Why Is There a Person in Your ATM?

By Eric Reed

On Thursday morning Bank of America announced that it will begin putting live people on the other end of its ATM machines. Called Teller Assist, the project aims to create an all-in-one experience, offering customers the convenience of an ATM with the human interaction of a storefront.

Although users will still be able to select all of the traditional functions of an ATM, they will now also be able to videoconference with a Bank of America employee. The system will offer some of the same services found at the counter, including redeeming checks for cash and choosing various denominations for a withdrawal. Planned, but not yet implemented, features include making loan payments and splitting deposits among multiple accounts.

ATMs will still offer computerized services 24/7, and Teller Assist will operate from 7 a.m. until 10 p.m. local time during weekdays and from 8 a.m. until 5 p.m. local time on the weekends. According to Bank of America spokesperson Tara Burke, Bank of America will pilot this program with 36 machines in Boston and Atlanta over the second quarter of 2013. Plans for future markets will depend on feedback and are currently evolving.

"We've seen a growing demand for self-service banking," Burke said, explaining the drive behind this new program. She assures customers that fees will remain the same at all ATM's, including those with Teller Assist, and that the only difference will be the expanded functionality.

This technology is part of a greater industry trend toward finding a balance between digital and personal interaction and has been successful for the other banks that have pioneered it, including Coastal Federal Credit Union (CFCU), which debuted its "Personal Teller Machines" in 2008. CFCU is the first institution to got 100% video banking, according to Jim Mecca, a spokesperson for CFCU.

The Personal Teller Machines are dedicated systems, Mecca said, which means that they don't double as ATMs. Instead, they fill all the roles of a traditional teller for CFCU, and have allowed the bank to move that function completely online. Branch staff is now dedicated to complex transactions such as lending and account management, while deposits, withdrawals and checking are all handled by video conference with a teller at the credit union's headquarters.

"It's actually worked out very well for us, because the in-branch management isn't focused on what's going on behind the teller line," Mecca said. "We were really looking at streamlining and optimizing the teller function."

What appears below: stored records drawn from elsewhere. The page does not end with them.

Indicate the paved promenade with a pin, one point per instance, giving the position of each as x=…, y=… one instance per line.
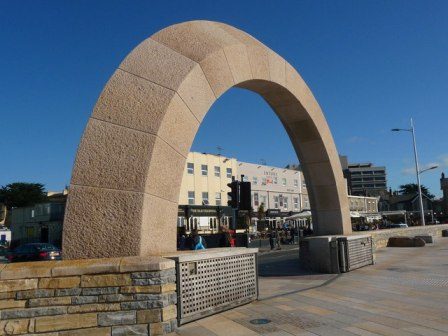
x=405, y=293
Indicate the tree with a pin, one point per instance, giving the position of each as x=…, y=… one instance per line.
x=412, y=188
x=20, y=194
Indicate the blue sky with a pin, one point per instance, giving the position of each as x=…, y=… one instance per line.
x=371, y=65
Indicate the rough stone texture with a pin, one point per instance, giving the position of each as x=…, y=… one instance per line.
x=127, y=173
x=405, y=242
x=62, y=310
x=136, y=329
x=380, y=237
x=116, y=318
x=72, y=321
x=427, y=239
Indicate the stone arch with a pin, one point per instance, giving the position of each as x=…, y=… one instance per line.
x=127, y=173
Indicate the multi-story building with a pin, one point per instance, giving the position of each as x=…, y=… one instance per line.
x=365, y=179
x=205, y=179
x=38, y=223
x=362, y=204
x=275, y=188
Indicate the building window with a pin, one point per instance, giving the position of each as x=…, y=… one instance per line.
x=218, y=198
x=296, y=203
x=256, y=202
x=190, y=168
x=191, y=197
x=205, y=198
x=204, y=170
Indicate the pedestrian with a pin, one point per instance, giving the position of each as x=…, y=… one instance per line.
x=272, y=240
x=198, y=241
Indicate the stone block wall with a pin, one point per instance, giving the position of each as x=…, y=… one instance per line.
x=119, y=296
x=380, y=238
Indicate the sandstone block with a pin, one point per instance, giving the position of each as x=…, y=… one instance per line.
x=106, y=280
x=160, y=328
x=32, y=312
x=405, y=242
x=67, y=292
x=72, y=321
x=115, y=298
x=56, y=301
x=136, y=329
x=82, y=267
x=116, y=318
x=5, y=304
x=78, y=300
x=103, y=331
x=27, y=270
x=93, y=307
x=137, y=264
x=14, y=327
x=169, y=313
x=100, y=291
x=17, y=285
x=65, y=282
x=36, y=293
x=149, y=316
x=427, y=239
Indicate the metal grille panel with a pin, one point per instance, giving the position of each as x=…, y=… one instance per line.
x=359, y=252
x=212, y=285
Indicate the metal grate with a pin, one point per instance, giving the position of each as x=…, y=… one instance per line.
x=212, y=285
x=359, y=252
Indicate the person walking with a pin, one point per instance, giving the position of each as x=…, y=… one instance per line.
x=272, y=240
x=198, y=241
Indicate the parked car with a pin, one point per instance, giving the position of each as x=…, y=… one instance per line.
x=398, y=226
x=34, y=252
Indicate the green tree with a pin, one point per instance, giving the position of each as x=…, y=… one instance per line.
x=20, y=194
x=412, y=188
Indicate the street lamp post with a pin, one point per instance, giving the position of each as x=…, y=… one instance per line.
x=417, y=170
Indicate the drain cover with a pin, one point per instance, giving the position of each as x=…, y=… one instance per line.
x=260, y=321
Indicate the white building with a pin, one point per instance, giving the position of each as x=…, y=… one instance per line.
x=275, y=188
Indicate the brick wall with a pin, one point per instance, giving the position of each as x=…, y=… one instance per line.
x=381, y=237
x=119, y=296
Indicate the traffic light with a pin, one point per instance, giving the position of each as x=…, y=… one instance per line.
x=245, y=196
x=233, y=195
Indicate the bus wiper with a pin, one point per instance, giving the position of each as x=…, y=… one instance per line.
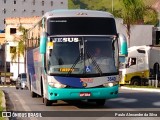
x=74, y=64
x=94, y=63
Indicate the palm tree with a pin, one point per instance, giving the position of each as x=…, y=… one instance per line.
x=136, y=12
x=21, y=48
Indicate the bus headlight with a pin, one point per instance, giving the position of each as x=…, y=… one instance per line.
x=57, y=85
x=110, y=84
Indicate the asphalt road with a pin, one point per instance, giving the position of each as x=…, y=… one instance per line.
x=128, y=100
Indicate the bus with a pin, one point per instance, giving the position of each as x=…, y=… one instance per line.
x=60, y=60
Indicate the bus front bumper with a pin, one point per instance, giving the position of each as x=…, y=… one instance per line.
x=82, y=93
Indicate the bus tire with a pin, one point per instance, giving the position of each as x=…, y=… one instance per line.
x=47, y=102
x=100, y=102
x=33, y=94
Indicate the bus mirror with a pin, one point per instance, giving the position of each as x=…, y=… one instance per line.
x=43, y=42
x=123, y=44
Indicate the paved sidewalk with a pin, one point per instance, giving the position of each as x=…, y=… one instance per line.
x=142, y=89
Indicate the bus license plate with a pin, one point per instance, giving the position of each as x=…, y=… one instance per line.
x=85, y=94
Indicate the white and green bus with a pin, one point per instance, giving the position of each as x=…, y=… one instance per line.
x=61, y=65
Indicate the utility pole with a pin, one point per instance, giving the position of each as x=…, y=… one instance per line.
x=112, y=5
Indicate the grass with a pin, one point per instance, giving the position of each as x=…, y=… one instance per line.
x=134, y=86
x=1, y=108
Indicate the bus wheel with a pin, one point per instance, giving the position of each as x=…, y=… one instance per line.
x=100, y=102
x=47, y=102
x=33, y=94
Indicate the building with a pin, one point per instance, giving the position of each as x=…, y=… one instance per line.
x=28, y=8
x=12, y=37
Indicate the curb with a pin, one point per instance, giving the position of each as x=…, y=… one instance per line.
x=142, y=89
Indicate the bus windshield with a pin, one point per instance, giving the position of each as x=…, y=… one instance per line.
x=81, y=26
x=86, y=55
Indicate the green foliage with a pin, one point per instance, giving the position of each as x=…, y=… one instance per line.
x=21, y=44
x=133, y=11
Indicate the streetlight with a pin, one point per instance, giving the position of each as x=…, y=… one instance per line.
x=5, y=60
x=112, y=5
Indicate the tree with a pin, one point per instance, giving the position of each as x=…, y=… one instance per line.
x=135, y=12
x=21, y=48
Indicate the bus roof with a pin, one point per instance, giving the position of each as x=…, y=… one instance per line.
x=77, y=13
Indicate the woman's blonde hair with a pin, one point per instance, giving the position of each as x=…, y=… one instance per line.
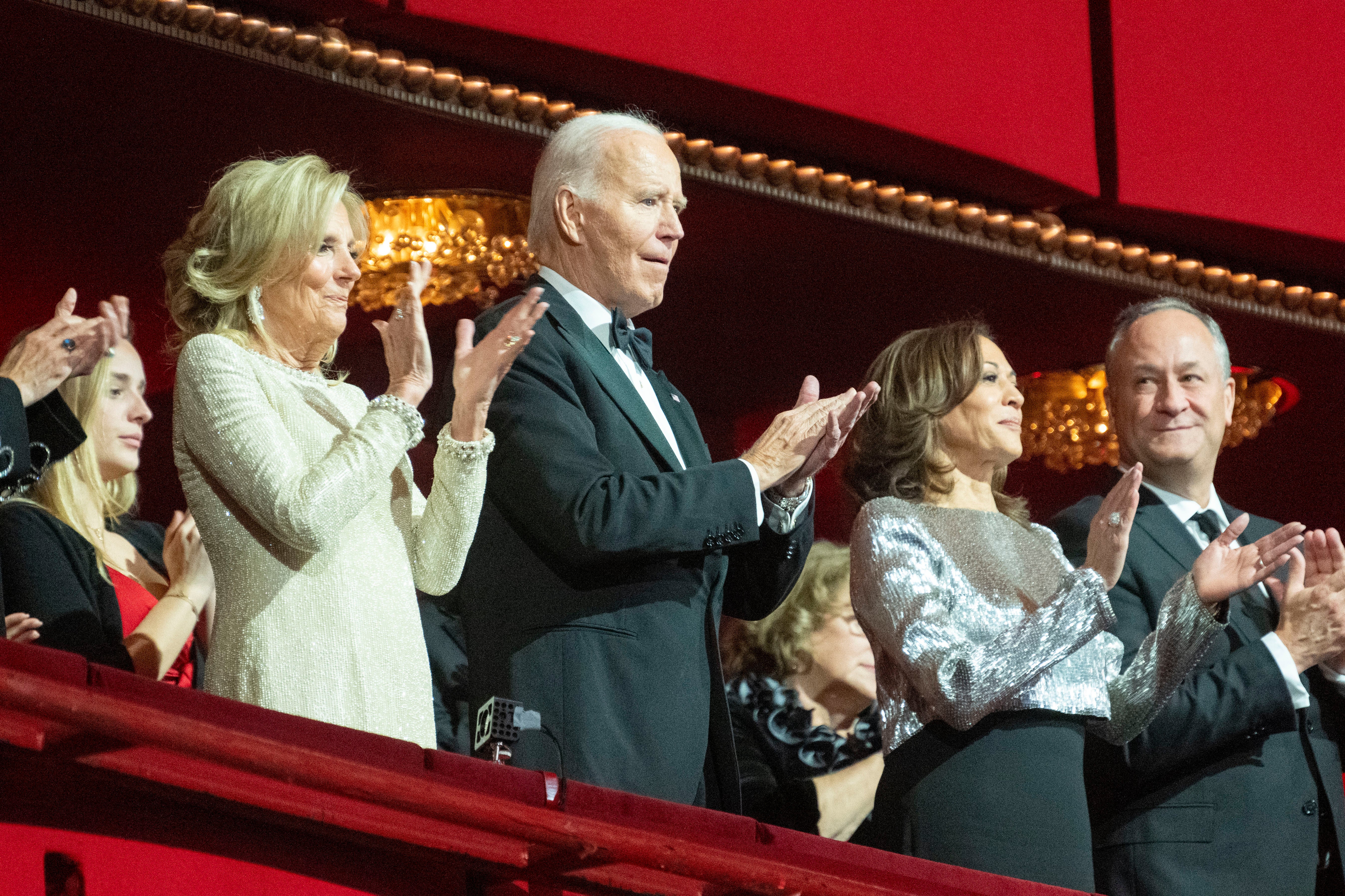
x=57, y=492
x=896, y=447
x=778, y=646
x=260, y=225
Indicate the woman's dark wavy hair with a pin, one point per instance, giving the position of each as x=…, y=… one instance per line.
x=896, y=446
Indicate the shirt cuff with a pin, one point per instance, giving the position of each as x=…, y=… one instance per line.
x=1288, y=669
x=782, y=523
x=757, y=490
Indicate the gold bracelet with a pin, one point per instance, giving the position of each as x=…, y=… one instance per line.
x=185, y=598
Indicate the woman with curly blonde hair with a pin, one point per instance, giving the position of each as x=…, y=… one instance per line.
x=115, y=590
x=803, y=720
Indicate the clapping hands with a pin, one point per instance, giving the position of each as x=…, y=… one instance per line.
x=1312, y=602
x=479, y=370
x=65, y=346
x=801, y=442
x=1222, y=570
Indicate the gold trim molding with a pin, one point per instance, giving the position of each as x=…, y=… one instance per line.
x=1040, y=237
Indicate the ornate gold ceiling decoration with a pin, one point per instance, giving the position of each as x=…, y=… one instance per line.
x=1066, y=420
x=1039, y=237
x=474, y=239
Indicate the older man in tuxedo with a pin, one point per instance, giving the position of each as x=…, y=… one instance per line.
x=1235, y=787
x=610, y=543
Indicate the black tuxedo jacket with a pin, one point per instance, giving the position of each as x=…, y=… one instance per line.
x=1226, y=790
x=594, y=588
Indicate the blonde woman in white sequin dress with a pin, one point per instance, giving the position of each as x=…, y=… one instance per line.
x=302, y=486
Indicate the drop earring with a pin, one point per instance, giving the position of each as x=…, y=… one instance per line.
x=255, y=311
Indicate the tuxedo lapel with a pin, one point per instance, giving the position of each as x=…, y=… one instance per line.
x=678, y=411
x=1250, y=611
x=1159, y=523
x=610, y=376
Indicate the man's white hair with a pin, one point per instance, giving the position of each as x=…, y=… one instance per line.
x=1134, y=313
x=575, y=158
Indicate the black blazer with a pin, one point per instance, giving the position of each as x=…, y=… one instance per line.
x=33, y=437
x=1226, y=790
x=52, y=572
x=30, y=439
x=595, y=584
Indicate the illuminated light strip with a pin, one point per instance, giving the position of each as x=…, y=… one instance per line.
x=950, y=233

CFCU reports positive results from the digital shift, including increased sales across its branches as well as a higher rate of turnaround for its tellers. Mecca said that the credit union can also operate with less staff now; since it no longer needs to dedicate personnel to rarely visited locations, each teller's time can be used more efficiently.

All of this comes as no surprise to Greg Kelly, a principal with Deloitte consulting who has specialized in the banking industry for the last 24 years.

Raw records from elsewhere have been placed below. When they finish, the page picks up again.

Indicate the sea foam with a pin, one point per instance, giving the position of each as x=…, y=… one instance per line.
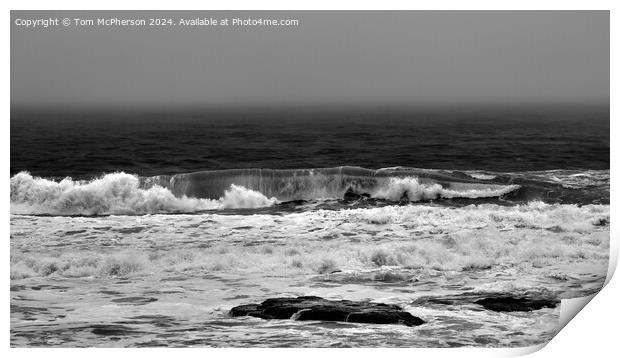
x=116, y=194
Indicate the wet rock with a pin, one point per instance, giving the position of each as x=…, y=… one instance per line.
x=351, y=195
x=495, y=302
x=312, y=308
x=519, y=304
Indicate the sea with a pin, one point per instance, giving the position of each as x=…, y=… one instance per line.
x=144, y=227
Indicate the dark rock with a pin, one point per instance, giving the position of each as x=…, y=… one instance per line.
x=312, y=308
x=351, y=195
x=495, y=302
x=512, y=304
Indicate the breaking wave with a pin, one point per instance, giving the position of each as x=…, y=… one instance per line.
x=127, y=194
x=412, y=190
x=116, y=194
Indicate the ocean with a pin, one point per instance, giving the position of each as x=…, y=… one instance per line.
x=134, y=228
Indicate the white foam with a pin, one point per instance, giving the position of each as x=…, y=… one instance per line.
x=413, y=190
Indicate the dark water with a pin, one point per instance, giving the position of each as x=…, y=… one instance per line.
x=82, y=144
x=518, y=205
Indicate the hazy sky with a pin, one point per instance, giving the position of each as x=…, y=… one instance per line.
x=331, y=57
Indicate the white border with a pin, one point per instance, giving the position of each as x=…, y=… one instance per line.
x=593, y=331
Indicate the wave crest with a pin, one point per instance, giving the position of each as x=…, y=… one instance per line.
x=116, y=194
x=412, y=190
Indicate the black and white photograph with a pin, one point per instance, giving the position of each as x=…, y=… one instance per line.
x=306, y=179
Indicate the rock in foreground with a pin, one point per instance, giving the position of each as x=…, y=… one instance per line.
x=513, y=304
x=312, y=308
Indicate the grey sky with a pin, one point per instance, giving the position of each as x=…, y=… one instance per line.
x=331, y=57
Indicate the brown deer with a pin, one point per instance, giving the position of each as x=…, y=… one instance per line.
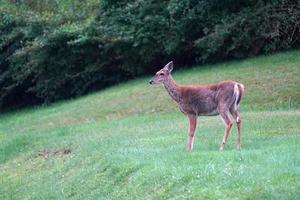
x=204, y=100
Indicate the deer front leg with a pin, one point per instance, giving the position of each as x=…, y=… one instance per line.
x=228, y=124
x=192, y=128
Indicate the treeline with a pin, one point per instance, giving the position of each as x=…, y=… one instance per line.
x=52, y=50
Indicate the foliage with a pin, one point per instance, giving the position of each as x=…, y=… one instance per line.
x=53, y=50
x=128, y=141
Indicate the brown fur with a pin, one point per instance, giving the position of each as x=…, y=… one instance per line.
x=204, y=100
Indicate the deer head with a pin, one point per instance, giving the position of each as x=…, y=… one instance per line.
x=162, y=74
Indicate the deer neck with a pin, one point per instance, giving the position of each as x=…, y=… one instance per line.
x=172, y=88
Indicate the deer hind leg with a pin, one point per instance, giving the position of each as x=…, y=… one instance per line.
x=192, y=128
x=236, y=116
x=228, y=124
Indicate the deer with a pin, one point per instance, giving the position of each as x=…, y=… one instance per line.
x=196, y=100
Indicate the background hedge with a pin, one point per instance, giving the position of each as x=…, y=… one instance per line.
x=52, y=50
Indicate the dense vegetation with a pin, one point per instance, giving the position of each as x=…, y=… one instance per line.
x=128, y=141
x=51, y=50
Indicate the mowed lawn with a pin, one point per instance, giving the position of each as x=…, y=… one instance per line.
x=128, y=141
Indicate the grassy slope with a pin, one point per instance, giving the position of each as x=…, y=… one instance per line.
x=129, y=142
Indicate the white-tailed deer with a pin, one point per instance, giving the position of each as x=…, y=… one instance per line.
x=204, y=100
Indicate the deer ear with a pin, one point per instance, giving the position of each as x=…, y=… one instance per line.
x=169, y=66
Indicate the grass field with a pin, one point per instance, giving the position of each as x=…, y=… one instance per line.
x=128, y=141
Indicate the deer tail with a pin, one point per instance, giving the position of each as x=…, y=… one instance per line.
x=238, y=93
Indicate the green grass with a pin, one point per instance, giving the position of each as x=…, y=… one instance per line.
x=128, y=142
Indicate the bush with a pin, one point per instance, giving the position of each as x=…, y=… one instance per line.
x=54, y=51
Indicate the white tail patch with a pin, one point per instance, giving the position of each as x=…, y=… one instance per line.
x=236, y=93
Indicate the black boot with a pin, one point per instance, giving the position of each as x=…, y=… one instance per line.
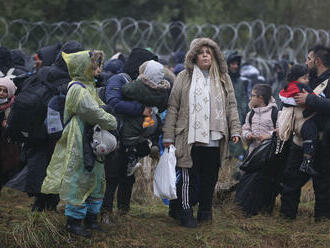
x=187, y=219
x=91, y=222
x=174, y=209
x=74, y=226
x=204, y=216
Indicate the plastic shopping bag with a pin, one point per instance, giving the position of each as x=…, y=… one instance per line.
x=165, y=176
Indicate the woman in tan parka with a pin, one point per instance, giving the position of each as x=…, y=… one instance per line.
x=202, y=116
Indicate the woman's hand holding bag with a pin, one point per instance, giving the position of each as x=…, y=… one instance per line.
x=165, y=175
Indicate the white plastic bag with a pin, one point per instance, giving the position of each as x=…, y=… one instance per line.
x=165, y=176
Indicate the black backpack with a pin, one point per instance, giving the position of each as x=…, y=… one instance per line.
x=273, y=115
x=27, y=115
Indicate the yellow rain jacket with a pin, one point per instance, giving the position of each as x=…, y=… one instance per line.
x=66, y=174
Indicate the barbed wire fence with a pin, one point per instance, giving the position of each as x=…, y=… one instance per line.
x=263, y=43
x=259, y=42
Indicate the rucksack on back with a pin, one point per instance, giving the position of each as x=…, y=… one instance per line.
x=28, y=111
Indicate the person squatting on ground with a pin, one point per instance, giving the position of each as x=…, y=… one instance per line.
x=318, y=63
x=240, y=89
x=151, y=90
x=119, y=106
x=202, y=116
x=258, y=188
x=67, y=174
x=294, y=116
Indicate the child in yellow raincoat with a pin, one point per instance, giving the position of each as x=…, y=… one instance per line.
x=81, y=189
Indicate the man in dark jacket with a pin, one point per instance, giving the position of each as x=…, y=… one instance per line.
x=116, y=165
x=318, y=62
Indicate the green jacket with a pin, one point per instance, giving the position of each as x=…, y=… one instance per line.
x=66, y=174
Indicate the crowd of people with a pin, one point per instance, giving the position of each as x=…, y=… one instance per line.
x=209, y=107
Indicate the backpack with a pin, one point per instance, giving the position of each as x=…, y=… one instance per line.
x=273, y=116
x=55, y=111
x=102, y=90
x=29, y=109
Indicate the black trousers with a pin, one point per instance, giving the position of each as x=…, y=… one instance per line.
x=197, y=184
x=293, y=181
x=116, y=177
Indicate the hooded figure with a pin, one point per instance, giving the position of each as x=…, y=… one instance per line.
x=57, y=76
x=48, y=54
x=38, y=154
x=121, y=106
x=201, y=118
x=66, y=175
x=135, y=59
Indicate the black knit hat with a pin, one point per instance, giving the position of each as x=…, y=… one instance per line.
x=296, y=72
x=136, y=58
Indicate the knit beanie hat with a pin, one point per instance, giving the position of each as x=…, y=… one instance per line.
x=136, y=58
x=6, y=82
x=296, y=72
x=48, y=54
x=178, y=68
x=153, y=71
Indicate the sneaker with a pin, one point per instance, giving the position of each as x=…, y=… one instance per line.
x=131, y=169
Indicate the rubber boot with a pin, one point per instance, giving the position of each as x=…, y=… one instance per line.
x=187, y=219
x=74, y=226
x=91, y=222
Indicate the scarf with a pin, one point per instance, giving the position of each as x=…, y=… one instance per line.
x=207, y=114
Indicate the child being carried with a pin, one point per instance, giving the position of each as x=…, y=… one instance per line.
x=151, y=90
x=298, y=120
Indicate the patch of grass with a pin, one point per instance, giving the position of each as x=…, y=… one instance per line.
x=148, y=225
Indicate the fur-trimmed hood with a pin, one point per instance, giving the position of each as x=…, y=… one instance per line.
x=195, y=46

"I think that this trend will continue," he said. "A number of banks already use video in their branches, and a number of them have moved from click to chat to click to video on your PC at home... Depending on how savvy the user is, you can do almost any transaction and you don't need to walk into a branch."

As part of Deloitte's consulting team Kelly has written on this subject before, including a 2012 article in the Wall Street Journal titled "Is it Time for Real-Time Banking?" The issue for the banks, he says, comes down to cost. (http://deloitte.wsj.com/cio/2012/04/04/is-it-time-for-real-time-banking/)

"When you do a mobile transaction, it's about 10 times less than the cost of an ATM transaction," he said. "When you do an ATM transaction it's about 50 times cheaper than a branch transaction. Banks are always trying to move the customer to the lower cost channel."

The switch to videoconferencing is another step in that direction, allowing banks to achieve through low-cost ATMs functions ordinarily reserved to a branch. Although Burke declined to comment on the costs and savings of Bank of America's Teller Assist program, the external numbers speak for themselves. A 2010 report by Deloitte indicated that banks could reduce costs by as much as 80% per transaction by moving customers from a branch to a traditional ATM, and CFCU's experience with video-enabled machines bears this out.

Kelly explained that under the current model, a bank needs to staff its locations regardless of the cost, which often means money spent on expensive urban real estate and salaries for under-used staff in rural locations. With systems such as the Personal Teller Machine or Teller Assist, a bank can centralize its staff in lower-cost locations, reducing the overhead of both property and time. These savings could come just in the nick of time for Bank of America, which has seen its profits decline sharply over the last few years.

Kelly envisions more and more banks shifting in this direction, driven by both savings and a changing generation's embrace of technology.

"The younger you are, I think you'll be more comfortable," he said. "They've grown up in a new world of digital interaction."

The model has worked very well for CFCU, with Mecca describing it as a great success for both the credit union and its customers. Due to the new system, branches have been able to keep longer hours with shorter wait times than before, he said, and customer response has been positive.

Still, while video tellers may be the wave of the future, Kelly doesn't expect them to completely replace the neighborhood banker anytime soon.

"I think personal interaction is preferable for a more complex transaction," he said, "People want to go in and talk to their financial advisor or wealth advisors. That's a very relationship based product. You're always going to need a face to face basis there, and I don't think that's going to go away."